Para los “estrenos” de las películas más recientes: desde el bocho del Cupido motorizado hasta el último grito del Tarzán, con los primeros atisbos de sexualidad, al percibir entre el vestido rasgado de la Jane, la blancura de su piel, las formas algo flacuchas- vistas ahora desde la distancia inconmensurable de la nostalgia- de sus piernas, nos despertaba cierto regusto en la garganta.

Nos sonrojábamos si se daban chicos besotes sin censura alguna. Primera curiosidad satisfecha: el beso robado a la prima o la vecinita, que nos supo a guácala de fuchi. Nada del gusto gustoso de lo que se veía en la pantalla: gustosos de ensalivarse sin recato y hasta disfrutarlo.

En los estrenos teníamos varias opciones: El majestuoso Durango, lugar de moda, por ser el más nuevo y el más moderno. Con sonido estereofónico pregonaban. 

El Principal, con sus murales en tonos pasteles. Ahora si uno era más nais, las puertas del Imperio eran las elegidas. El Imperio con fama de que solamente las buenas familias de Durango asistían, gente de bien y de dinero.
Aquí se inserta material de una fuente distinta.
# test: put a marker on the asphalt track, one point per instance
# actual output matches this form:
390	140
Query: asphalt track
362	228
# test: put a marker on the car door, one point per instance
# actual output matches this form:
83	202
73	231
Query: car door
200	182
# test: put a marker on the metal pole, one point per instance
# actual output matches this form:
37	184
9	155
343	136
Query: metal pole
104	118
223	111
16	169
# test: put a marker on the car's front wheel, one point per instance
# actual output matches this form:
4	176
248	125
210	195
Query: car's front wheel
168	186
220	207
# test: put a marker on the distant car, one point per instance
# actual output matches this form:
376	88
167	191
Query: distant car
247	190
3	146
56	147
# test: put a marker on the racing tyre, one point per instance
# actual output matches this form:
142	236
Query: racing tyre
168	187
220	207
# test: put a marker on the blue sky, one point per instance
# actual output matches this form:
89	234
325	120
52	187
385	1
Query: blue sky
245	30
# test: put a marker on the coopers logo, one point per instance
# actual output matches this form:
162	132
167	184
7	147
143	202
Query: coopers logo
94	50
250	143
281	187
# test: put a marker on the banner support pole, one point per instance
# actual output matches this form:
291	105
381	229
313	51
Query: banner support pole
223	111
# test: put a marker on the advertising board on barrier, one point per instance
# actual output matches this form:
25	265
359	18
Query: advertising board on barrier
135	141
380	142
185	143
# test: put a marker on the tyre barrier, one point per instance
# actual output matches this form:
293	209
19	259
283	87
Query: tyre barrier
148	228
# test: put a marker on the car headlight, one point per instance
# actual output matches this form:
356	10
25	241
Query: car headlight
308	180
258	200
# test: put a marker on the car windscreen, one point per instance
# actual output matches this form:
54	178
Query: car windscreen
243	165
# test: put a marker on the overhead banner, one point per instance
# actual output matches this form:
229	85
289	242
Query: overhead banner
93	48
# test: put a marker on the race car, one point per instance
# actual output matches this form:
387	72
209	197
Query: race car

El Durango, con sus cortinas de acero, impacientes esperando se abrieran, cual sagrado templo de una religión prohibida. Ahí nos tienen: multitud de niñada, lonche en mano, bien bañaditos, de mano del primo o la tía grande. Entrar después de formarse por el boleto.

En su enorme sala, su foyer, las paredes con retratos de las luminarias del cine mexicano: la María Félix, el Pedrito Infante, Luis Aguilar, entre otros. 

Quizá era el más grande de entonces. Impresionante verlo lleno a reventar de la chiquillada incontenible, que lo mismo abría, azorada la boca, ante la fuerza descomunal del Sansón o callaba ante la muerte del héroe que los nazis habían matado arteramente.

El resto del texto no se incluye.